About a thousand years ago (actually 1970) I moved to Bloomington, IN to enter Indiana University's MFA Program in Painting. As I had previously been one of only a few art students in the small art department at Oberlin College I was hungry to finally be surrounded by other committed artists. The experience at Indiana worked out well- better than I'd expected. 

More than for most of the other painting grad students, the campus art museum (now the Eskenazi Museum of Art) really spoke to me. I ended up taking a history of landscape painting course from one of the art history faculty, Louis Hawes.

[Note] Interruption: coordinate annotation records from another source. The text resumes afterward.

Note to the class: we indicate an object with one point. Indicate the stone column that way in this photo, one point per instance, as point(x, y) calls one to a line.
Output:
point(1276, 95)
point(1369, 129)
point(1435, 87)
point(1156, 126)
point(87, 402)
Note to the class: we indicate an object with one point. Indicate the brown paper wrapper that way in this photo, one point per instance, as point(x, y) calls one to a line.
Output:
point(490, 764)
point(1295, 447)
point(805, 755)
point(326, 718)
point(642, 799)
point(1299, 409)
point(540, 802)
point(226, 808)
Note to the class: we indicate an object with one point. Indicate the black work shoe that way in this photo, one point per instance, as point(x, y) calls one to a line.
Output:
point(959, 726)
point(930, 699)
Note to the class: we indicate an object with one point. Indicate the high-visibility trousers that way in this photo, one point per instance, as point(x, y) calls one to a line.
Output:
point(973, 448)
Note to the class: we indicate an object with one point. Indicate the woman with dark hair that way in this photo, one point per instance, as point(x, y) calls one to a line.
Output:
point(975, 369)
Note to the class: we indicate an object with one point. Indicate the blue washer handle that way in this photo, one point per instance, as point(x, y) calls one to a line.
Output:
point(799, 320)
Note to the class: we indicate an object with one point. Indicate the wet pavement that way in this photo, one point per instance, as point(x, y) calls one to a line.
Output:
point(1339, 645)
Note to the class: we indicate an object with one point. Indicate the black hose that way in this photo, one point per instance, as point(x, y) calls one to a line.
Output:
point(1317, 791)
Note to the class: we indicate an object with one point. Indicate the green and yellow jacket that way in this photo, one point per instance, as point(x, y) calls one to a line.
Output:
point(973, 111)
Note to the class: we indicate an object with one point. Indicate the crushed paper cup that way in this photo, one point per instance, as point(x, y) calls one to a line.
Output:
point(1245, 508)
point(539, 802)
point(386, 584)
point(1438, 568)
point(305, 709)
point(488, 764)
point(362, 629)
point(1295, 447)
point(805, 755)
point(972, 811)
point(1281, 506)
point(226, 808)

He had an almost fanatical enthusiasm for two early British watercolor painters, Cozens and Girtin that intrigued and delighted me. 



Thomas Girtin, Landscape with House, watercolor, ca. 1798-1800
Eskenazi Museum of Art, Bloomington, IN


Hawes organized a powerful exhibition of 19th century American paintings for the Museum that leaned heavily towards landscape. That show opened my eyes to how artists could express so much of their inner feeling though landscape imagery. 




Charles Burchfield, Pine Spring Hollow, watercolor, 1917
Eskenazi Museum of Art, Bloomington, IN


We tend to think of 20th century art as a time of artists radically breaking with convention and finding new roads to expression. While that's all true, there's another side to the story. Just as vital is how art is a long chain of conversations from one generation to the next about how they see and feel the world to be. 

For me as a landscape painter seeing the work of artists like Charles Burchfield or even the real old timers like Cozens and Girtin nurtures and energizes me. Art museums keep their visions alive for us. We are free to choose what to borrow from these past masters and what no longer fits the needs of how we see in the present day.